The Birdcatcher
- Author: Gayl Jones
- Language: German (1986) English (2022)
- Genre: Historical fiction
- Published: 1986 (orig.) September 13, 2022 (US)
- Publisher: Rowolht (1986) Beacon Press (2022)
- Publication place: Germany (1986) United States (2022)
- Pages: 207 (US 1st ed. hardcover, 2022)
- ISBN: 9780807029947 (US 1st ed. hardcover, 2022)
- OCLC: 1289918818
- Dewey Decimal: 813/.54
- LC Class: PS3560.O483 B57 2022

= The Birdcatcher (novel) =

2022 novel by Gayl Jones

The Birdcatcher is a 1986 novel by Gayl Jones, originally published as a translated version in Reinbek by Rowolht. It was released in English in September 13, 2022 by Beacon to acclaim. The novel is a finalist for the National Book Award for Fiction.

== Reception ==
The Birdcatcher was generally well received by critics, including starred reviews from Booklist and Publishers Weekly.

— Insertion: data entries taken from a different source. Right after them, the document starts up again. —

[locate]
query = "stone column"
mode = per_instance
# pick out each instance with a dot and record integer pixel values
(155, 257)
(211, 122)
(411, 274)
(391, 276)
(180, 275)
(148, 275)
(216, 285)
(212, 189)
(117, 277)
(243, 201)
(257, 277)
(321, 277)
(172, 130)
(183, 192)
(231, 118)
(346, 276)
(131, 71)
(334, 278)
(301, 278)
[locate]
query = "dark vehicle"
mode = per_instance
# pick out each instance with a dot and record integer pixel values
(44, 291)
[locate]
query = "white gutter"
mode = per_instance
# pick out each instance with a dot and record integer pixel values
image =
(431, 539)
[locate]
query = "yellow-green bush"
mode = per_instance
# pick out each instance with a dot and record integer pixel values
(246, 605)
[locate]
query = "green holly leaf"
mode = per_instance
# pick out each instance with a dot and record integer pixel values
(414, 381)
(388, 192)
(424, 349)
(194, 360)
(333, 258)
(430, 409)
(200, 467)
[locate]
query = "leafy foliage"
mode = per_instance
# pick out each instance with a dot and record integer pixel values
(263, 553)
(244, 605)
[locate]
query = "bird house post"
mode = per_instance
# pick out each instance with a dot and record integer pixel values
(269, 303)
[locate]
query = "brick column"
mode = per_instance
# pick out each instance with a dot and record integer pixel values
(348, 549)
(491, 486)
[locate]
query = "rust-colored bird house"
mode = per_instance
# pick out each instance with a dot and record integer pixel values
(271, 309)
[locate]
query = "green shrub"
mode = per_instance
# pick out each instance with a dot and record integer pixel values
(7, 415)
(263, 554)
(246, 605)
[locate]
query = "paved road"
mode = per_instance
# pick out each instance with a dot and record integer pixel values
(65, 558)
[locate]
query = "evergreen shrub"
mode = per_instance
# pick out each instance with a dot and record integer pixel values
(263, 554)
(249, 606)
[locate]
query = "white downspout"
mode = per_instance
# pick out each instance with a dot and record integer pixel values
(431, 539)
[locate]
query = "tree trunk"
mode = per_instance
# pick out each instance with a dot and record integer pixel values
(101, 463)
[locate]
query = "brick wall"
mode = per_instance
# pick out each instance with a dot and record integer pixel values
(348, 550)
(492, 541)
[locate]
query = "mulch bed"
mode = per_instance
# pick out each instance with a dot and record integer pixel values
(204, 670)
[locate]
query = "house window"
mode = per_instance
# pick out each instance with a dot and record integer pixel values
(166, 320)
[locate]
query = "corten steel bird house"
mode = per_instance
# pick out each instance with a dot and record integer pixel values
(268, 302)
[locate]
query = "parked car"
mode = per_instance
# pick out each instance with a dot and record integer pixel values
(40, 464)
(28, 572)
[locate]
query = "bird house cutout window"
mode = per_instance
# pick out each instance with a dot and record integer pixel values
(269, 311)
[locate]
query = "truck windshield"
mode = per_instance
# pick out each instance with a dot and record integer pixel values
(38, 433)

Booklist called the novel an "intriguing, tightly crafted, and insightful meditation on creativity and complicated friendships." They further noted that the "prose is captivating, at moments coolly observational and at others profoundly intimate."

Publishers Weekly noted that "Jones, implicitly defiant, draws deeply from classic and global literature" and indicated that the novel "ought to be required reading." They ultimately named The Birdcatcher one of the top ten novels of 2022, regardless of genre.'

The Boston Globe wrote that, despite the novel's short length, it "is a brilliant and unsparing examination of the burdens we place on friendship and marriage, the way that creative genius is misperceived as madness, the clumsy way mental health is addressed, the scourge of racism, and the alchemy of folklore and legacy bound in the secrets we hide."

Discussing the novel's structure, The Guardian wrote, "Much of the novel is told in seemingly random spurts of dialogue, where the reader must pick up stray clues and make subtle connections."

Kirkus Reviews provided a mixed review, calling the novel "drolly insinuating" and "predictably unpredictable." They further noted that "shifts in tone and locale make you question almost everything that came before. Whether this was intended or not, its effect seems perfunctory, even abrupt." They concluded, "It may not be the most powerful or best realized of Jones’ novels, but it may be the closest she's come to making us laugh as much as wince."

The Birdcatcher is a finalist for the National Book Award for Fiction.